Current interests
My long-term goal is to develop systems capable of open-ended scientific discovery. My current interests revolve around enabling agents to learn from their own experience in open-ended and complex settings. This involves two things: environments & signals.
- Scaling Data — Empowering agents to learn from experience in vast state & action spaces under long-horizon, complex tasks.
- Can we build environments for models to gather real-world live data during training?
- Can we intrinsically incentivize agents to perform efficient goal-directed exploration? How do we make agents learn what data to learn from"?

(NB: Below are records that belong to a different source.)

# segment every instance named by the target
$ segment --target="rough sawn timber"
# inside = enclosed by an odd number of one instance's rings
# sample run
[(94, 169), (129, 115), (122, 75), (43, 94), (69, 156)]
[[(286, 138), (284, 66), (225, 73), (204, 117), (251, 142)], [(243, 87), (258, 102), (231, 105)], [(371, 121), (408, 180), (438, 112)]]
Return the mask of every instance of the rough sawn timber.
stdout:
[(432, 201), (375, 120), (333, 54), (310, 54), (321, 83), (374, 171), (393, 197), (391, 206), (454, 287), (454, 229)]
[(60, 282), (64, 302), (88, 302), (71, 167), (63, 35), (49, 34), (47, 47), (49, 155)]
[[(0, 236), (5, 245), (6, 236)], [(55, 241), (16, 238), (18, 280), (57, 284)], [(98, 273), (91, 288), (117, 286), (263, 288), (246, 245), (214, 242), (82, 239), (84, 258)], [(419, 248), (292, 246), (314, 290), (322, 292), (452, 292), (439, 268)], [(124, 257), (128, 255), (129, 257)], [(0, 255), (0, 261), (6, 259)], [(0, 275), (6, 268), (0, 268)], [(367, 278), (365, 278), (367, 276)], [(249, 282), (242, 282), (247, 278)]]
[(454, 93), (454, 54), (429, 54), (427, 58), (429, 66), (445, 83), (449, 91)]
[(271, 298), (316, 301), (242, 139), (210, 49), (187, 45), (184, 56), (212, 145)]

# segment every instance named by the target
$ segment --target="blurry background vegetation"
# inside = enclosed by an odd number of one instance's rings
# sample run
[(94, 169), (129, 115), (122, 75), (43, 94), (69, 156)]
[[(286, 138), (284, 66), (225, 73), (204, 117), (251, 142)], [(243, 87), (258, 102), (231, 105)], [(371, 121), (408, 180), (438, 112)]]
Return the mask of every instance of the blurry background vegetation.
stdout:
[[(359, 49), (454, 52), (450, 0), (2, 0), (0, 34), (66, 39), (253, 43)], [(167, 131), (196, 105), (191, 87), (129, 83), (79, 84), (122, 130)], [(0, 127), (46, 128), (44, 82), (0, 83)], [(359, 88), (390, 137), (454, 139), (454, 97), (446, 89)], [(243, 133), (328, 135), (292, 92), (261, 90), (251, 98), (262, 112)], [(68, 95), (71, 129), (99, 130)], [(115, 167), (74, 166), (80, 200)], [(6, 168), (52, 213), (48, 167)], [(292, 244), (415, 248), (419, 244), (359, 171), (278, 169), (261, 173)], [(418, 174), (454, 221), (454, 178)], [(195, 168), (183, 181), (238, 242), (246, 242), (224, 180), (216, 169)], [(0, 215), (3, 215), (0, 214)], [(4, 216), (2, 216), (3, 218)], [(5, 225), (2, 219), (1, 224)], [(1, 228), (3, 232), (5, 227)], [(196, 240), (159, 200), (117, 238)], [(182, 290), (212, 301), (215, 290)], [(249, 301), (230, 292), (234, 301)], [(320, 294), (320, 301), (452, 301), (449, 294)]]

- Which sets of tools maximize agent empowerment for exploration?
- Scaling Supervision — Studying and designing scalable feedback methods that provide training & sampling signals.
- How do we construct signals for non-verifiable tasks?
- How do we construct signals from natural language feedback? Can models learn from their own feedback?
- How do we attribute credit to atomic actions (e.g., tokens)?
- How do we extract informative dense signals from the strong priors LLMs/VLMs have?
- How should we balance next-token/next-observation prediction with human-alignment objectives (e.g., task rewards or behavioral constraints)?
- Scaling Exploration & Introspection — Enabling agents to design & evolve their own data pipelines.
- Should we focus signal design on downstream performance hoping for emergent capabilities, or on capabilities hoping for compositional skills?
- How do we design & train models to identify their own weak/missing capabilities?
- How do we train models to design and evolve environments & signals to fill their capability gaps?